余談雑談(第145回)国旗と国家

元駐タイ大使 恩田 宗

 2021年はコロナとオリンピックで翻弄された。コロナは翌年以降も続いたが五輪はやり終えた。多くの国の国旗がはためき様々な国歌が演奏されたが日本の国旗と国歌が他と違って極めて個性的であることに改めて気付かされた。

 国旗の意匠は、世界の国の四分の一は仏・南ア・タイなどのように旗面を直線で区切り異なった色で塗り分けている。色に限りがあるのでインド・ブラジル・カンボジア・ポルトガルなど六割弱の国は直線で塗り分けた上に自国の民族・文化・宗教などを象徴する図柄を描き加えている。一色の旗面にそうした図柄を描いているのは日本・スイス・トルコ・中国など二割弱と少ない。白地に赤い日の丸の旗はあざやかでシンプルですぐ見分けることができた。国歌は国民の奮起を促し国家への愛・国民の信条・国土の美などを歌う躍動的なものが多い。「君が代」は歌詞が短く曲が緩慢で地味である。1999年の調査では3割の日本人が親しみを感じないと答えたという。中田英寿は、サッカー競技の国歌斉唱の際声に合せて歌わずその弁解に「ダサイ…気が落ちて行く…戦う前に歌う歌ではない」と語りマスコミに批判された。皆で自ずと歌い出したくなるような歌でないのは事実である。

 日本は近代化で欧米に400年遅れた。先進国と並ぶには彼等を見習うしかないと屈辱に耐えてまげを切り洋服に着替えて奮闘し後発国の中では真っ先に追いついた。国旗は幕末から御国総標であった「日の丸」にし国歌は宮内省雅楽課が古今集の歌に曲をつけドイツ人音楽教師が編曲した「君が代」に決めた。既に洋楽の小学唱歌が普及していたが国歌も独自のものをとの明治人の気概が和歌と雅楽の組み合わせを選ばせたのだと思う。

 F・フクヤマは1992年「歴史の終わり」で、ヘーゲルの歴史論(自分の価値・尊厳を認めて欲しい・いや認めさせるとの認知・優越への願望が歴史の原動力で自由平等が達成されればその対立的緊張は解消し歴史も終焉するとの説)に基づき、共産主義が崩壊し自由民主主義が勝利したので更なる進歩の余地は無く歴史は終わった、と断定した。そして、人間が優越願望(気概)を失うとは考え難いので歴史は今後とも横揺を続ける、と付言した。然し21世紀に入り人類は歴史の横揺れどころか生存を脅かすような異常気象や地球規模で平和を脅かすような戦争に見舞われている。そうなると欧米追随や自立独行では生き残れない。同(どう)舟(しゅう)相(あい)救(すくう)の諺通り世界の国々と手を組み並んで進むしかない。
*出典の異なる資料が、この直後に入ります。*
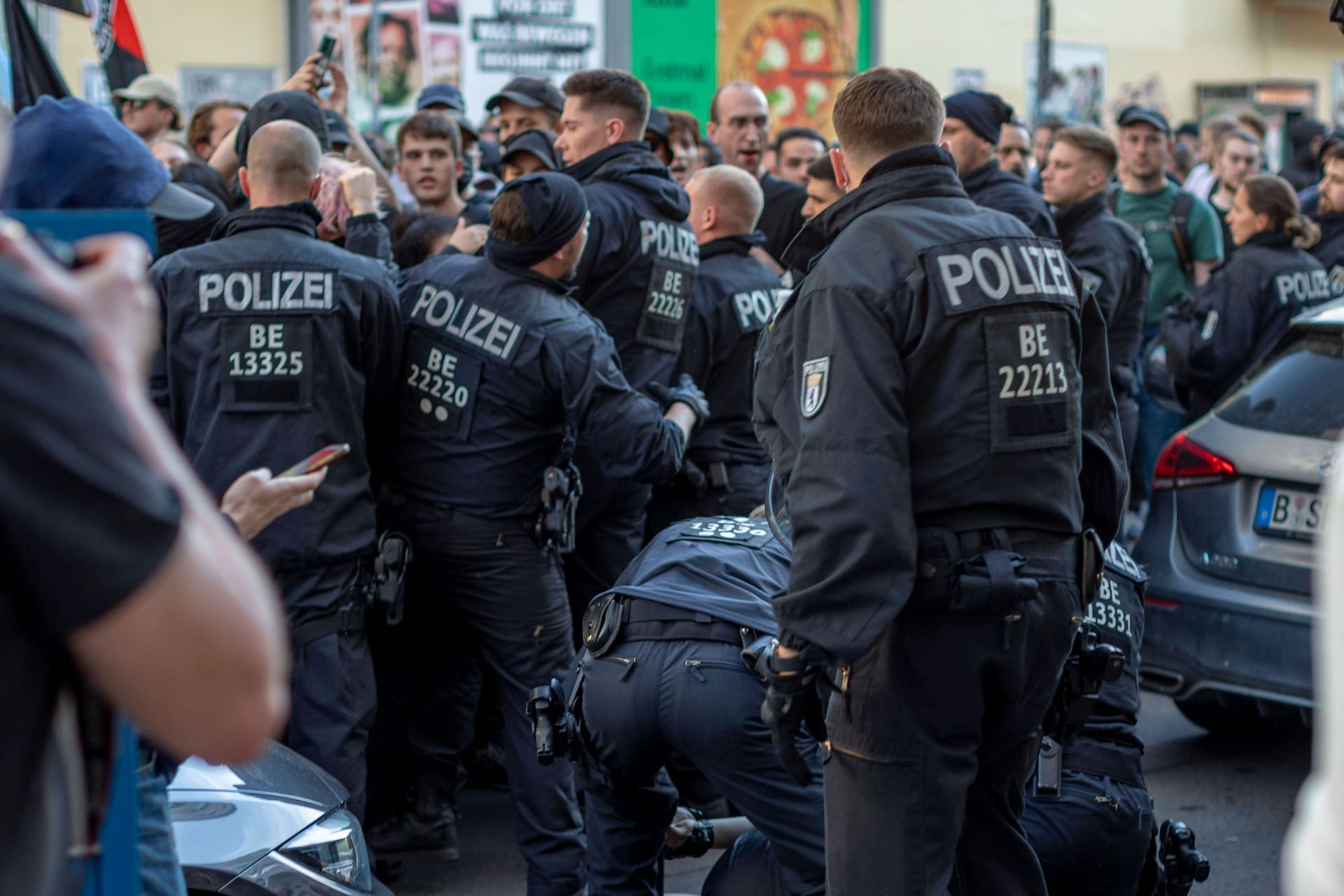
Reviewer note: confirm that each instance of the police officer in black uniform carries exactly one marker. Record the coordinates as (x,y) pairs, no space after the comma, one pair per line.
(276,344)
(974,121)
(1214,336)
(664,673)
(636,277)
(936,399)
(1098,797)
(1108,253)
(503,374)
(724,468)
 東京五輪を英国のメディアは「成功したとは言えないが失敗ではなかった」と報じた。あの状況下では失敗でなければ成功である。然し、日本は認知願望に駆られオリンピック招致を諸国と競い贈賄の疑惑を招き、競技運営では膨大な経費を費やし巨額の不正支出事件も起した。それで良かったのかとの疑問を残した。